You don't wanna mess around with this kind of stuff, that's for sure...
Kind of like if a tree falls in the forest and nobody was there to hear it ... blah blah blah..
or the proverbial I have my truth and you have yours..
If that was true, then, that makes those truths an opinion.. as liberals think all truth is..
Question: What happens when you sequister some liberals in a cylotron and expect them to come up with a logical thought.?.
Answer: Humans love a good story, liberals know that.. and will provide one..
Man, I hope you ended that with a tacit "/sarcasm". I remember reading that one of the biggest worries connected to the Manhattan Project was that they would ignite the whole of the earth's atmosphere. "There goes the atmosphere, oh bother!".

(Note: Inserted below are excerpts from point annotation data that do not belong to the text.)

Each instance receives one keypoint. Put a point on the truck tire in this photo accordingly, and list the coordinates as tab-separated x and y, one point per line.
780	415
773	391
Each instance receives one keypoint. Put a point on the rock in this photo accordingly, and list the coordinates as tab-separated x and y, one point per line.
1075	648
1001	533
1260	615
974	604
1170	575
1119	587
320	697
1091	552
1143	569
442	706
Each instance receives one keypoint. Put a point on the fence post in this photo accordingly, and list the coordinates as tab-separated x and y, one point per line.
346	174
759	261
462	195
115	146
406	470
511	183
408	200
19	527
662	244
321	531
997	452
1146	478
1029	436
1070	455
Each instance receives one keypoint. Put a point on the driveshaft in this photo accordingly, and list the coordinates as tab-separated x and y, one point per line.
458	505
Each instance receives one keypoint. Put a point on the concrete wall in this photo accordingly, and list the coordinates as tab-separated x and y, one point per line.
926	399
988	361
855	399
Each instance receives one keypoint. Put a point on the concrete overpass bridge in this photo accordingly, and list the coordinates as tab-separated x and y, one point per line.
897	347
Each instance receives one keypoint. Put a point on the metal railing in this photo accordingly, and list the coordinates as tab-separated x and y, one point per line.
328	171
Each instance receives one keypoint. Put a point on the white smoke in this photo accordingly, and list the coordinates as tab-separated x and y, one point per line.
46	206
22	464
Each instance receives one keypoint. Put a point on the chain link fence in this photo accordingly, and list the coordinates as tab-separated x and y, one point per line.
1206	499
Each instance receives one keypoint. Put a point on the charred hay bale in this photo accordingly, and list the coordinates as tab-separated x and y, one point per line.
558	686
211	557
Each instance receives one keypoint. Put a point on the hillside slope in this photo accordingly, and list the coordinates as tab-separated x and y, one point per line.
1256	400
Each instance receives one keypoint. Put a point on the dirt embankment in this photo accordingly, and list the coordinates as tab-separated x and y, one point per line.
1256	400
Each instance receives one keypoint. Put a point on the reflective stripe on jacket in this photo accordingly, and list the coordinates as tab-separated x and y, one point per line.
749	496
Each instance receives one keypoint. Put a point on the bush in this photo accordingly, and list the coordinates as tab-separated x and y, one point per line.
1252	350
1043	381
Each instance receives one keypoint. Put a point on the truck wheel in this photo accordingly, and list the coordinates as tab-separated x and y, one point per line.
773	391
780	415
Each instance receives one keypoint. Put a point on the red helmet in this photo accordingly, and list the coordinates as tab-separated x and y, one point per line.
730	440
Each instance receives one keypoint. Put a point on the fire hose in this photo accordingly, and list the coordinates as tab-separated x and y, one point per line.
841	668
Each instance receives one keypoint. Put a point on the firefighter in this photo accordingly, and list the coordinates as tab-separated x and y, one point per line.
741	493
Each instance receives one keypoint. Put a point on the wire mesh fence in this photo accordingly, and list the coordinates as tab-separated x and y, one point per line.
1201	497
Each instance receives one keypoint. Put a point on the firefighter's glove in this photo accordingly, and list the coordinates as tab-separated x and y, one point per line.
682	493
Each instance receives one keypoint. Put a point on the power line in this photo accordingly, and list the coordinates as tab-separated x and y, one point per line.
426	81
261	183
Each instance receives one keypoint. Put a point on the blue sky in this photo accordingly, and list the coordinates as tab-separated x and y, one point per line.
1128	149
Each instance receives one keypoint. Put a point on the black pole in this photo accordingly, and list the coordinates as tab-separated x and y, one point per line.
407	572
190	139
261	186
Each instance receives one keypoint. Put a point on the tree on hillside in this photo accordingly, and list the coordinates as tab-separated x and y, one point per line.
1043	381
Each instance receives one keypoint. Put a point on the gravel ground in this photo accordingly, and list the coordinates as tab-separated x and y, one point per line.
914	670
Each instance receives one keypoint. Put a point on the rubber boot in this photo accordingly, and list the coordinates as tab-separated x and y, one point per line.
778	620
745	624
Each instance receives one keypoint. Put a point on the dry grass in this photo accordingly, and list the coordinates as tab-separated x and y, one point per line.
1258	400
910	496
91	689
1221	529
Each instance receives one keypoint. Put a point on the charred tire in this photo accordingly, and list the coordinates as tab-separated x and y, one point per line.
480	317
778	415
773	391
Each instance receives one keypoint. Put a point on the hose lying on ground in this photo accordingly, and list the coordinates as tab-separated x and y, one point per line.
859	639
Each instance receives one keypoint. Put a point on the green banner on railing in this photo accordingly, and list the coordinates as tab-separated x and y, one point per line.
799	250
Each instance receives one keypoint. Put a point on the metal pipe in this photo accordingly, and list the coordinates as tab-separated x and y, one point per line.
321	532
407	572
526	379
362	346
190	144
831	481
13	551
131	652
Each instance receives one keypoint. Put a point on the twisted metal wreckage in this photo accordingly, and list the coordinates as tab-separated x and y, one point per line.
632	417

Is the cup half full or half empty?
Outlaw Black-Holes Now!
Not near enough, so I had to find ... um, other means of testing.
Depends on whether its at the level it was filled to <- half or some extent full.. or whether that level has been reduced <-half or some extent emptied..
Another way they could have written would have been as "10 millionths of a billionth of a billionth of a second", which is still damn awkward but at least reads correctly and I assume is what they meant.